Our time in the office gave us more free time than camp, and we decided to get acquainted with the capital city, including the famous sites such as Sukhbatar Square, the Winter Palace, Gandan Monastery, and not so famous sites such as our local bar. Eventually the web site began to come together and we were able to begin to plan what we were going to do after our work had finished. We were fortunate because the MYDC was associated with a travel organisation, and were therefore able to organise the hire of a bus, driver, and translator for a fairly reasonable price (relative to everything else we had seen). We completed another two weeks at camp, and although sad, had a sense that there was still a lot to look forward to. Several days, and many trips to local markets later, we were ready to embark on the final stage of our Mongolian journey.

It seemed improbable that our school bus would be able to get us half way across Mongolia, but it proved to be a lot more robust than any of us expected. It has to be said, that unless you spend your entire time in Ulaan Bataar, off-road driving is unavoidable. However, for most of us, driving down thirty-degree gradients in a school bus was initially a slightly bizarre, and rather worrying experience. After three days of bouncing around, sliding off seats and various bus related bruises most of us had got used to the unusual driving. Though there were moments when we were all convinced that the bus was tipping over, most of the time it really didn’t seem to matter as we watched the shadows of distant hills stretch across endless rippling grasslands. All of us finally felt that this was the Mongolia we had imagined.

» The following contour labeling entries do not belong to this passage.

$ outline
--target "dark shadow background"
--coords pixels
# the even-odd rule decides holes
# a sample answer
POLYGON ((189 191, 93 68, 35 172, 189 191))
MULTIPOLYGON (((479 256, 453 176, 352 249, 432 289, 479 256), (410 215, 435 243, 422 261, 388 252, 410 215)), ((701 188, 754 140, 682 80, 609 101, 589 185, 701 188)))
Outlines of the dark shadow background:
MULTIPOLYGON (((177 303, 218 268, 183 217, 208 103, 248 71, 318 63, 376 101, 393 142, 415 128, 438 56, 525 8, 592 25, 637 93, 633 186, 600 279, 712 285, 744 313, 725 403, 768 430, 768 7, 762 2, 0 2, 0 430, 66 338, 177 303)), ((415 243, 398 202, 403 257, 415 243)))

The most frustrating problem with overland travel in Mongolia is that everything takes a long time, most of the time you are travelling along rutted tracks. If you accept this then you can relax and enjoy the hypnotic affect of the landscape. We travelled for two weeks, mostly camping, with two nights spent in rather expensive tourist ger camps. It is essential to spend at least some time walking, or riding, to truly get a sense of the scale of the country, and understand how it is possible for people to exist in such a grassy desert, navigate, to keep and nurture animals. It is not a country with lots of famous sites, but there are some places that are well worth going to see. We visited Lake Khövsgöl in the north which is huge, and probably the clearest fresh water you are ever likely to come across; on the same trip we managed to see several national parks, stop at a few nomadic gers and the famous monastic site at Erdene Zuu. We had many funny, and worrying moments during our journey, but it seemed an appropriate ending to the whole project, bringing us all together over the clichéd moments toasting imported Russian marshmallows over the campfire, gruesome concoctions from the saucepan, and bouncing off into the sunset on Mongolian horses. It is the occasions when we stopped in the middle of a grassy valley or on dusty roadside and laughed with the nomads, played with their children and drank airag with them that represent Mongolia to me, and of course my bright eyed children at camp. It would never have been possible to experience the country the way we did on a traditional organised tour.